United Nations play down affect of leadership changes on climate deal

The United Nation’s climate change chief has dismissed claims that leadership changes at a number of the world’s heaviest polluting countries will affect the progress of a legally blinding climate deal by 2015.

  • 17 January 2012
  • The United Nation’s climate change chief has dismissed claims that leadership changes at a number of the world’s heaviest polluting countries will affect the progress of a legally blinding climate deal by 2015. In 2012, elections and polls are scheduled in the United States, Russia, Japan and China, some of the largest contributors to the emission of greenhouse gases.
Smog over the Egyptian capital of Cairo.
Smog over the Egyptian capital of Cairo.

The United Nation’s climate change chief has dismissed claims that leadership changes at a number of the world’s heaviest polluting countries will affect the progress of a legally blinding climate deal by 2015.

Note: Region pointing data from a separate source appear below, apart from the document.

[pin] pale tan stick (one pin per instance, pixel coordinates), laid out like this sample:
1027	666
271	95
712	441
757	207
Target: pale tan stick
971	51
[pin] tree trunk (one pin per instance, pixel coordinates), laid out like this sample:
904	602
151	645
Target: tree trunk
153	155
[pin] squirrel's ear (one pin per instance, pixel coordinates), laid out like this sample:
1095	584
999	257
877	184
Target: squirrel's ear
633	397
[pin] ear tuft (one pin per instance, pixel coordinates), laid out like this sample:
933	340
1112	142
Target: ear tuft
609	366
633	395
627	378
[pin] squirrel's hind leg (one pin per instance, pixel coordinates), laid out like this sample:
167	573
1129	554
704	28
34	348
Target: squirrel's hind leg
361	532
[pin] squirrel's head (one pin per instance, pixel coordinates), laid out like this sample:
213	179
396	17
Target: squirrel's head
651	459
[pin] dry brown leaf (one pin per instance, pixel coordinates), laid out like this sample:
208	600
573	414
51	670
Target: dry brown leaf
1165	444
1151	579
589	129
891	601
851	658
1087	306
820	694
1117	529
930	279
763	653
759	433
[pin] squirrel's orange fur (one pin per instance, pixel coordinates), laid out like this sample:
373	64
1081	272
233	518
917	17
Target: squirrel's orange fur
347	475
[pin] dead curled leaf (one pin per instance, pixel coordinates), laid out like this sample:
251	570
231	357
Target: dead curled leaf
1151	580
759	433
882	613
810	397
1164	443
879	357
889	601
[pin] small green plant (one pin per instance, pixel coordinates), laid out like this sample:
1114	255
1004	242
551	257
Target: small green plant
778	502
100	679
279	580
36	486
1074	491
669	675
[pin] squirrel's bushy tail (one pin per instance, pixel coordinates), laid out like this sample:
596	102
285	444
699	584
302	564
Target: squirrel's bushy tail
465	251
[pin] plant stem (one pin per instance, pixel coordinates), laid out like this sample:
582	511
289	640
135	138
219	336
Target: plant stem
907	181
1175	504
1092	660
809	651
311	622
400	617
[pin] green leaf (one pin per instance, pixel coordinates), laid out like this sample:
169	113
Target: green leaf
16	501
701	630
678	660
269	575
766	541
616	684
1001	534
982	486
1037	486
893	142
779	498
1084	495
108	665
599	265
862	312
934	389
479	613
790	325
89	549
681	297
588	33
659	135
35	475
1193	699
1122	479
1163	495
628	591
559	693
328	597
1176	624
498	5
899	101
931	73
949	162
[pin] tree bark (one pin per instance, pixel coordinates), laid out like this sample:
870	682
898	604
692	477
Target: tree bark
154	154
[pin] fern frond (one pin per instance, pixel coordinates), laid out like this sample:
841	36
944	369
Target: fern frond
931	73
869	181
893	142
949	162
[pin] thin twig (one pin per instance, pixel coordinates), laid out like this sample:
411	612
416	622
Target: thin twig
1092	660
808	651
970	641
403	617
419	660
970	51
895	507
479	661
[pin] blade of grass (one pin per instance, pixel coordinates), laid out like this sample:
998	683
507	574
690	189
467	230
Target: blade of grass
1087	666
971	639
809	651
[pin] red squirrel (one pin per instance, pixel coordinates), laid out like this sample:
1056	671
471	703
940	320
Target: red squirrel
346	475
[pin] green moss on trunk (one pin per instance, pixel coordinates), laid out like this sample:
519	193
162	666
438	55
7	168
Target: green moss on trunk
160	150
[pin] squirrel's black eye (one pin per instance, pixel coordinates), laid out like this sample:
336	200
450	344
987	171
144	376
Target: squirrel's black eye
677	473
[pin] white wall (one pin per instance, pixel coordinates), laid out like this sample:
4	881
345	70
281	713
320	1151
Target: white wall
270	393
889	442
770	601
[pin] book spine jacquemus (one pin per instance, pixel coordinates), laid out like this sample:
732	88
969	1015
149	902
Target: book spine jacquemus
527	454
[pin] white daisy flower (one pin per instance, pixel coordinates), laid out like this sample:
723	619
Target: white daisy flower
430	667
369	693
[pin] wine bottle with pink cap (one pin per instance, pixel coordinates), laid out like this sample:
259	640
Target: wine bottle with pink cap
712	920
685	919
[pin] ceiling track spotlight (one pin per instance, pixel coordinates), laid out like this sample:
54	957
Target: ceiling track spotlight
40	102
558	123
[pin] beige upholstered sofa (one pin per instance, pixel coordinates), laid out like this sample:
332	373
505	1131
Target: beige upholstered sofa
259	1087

In 2012, elections and polls are scheduled in the United States, Russia, Japan and China, some of the largest contributors to the emission of greenhouse gases.

The November elections in the United States are likely to draw keen interest from environmental campaigners where the Republican Party stands every chance of ousting the Democrats and President Barack Obama, fueling speculation that the climate agreed in Durban could be damaged. A large number of Republicans have not held back in their opposition to both climate change policies and science. Many feel that if the Republicans returned to power many policies directed at mitigating climate changed would either be scrapped or scaled down.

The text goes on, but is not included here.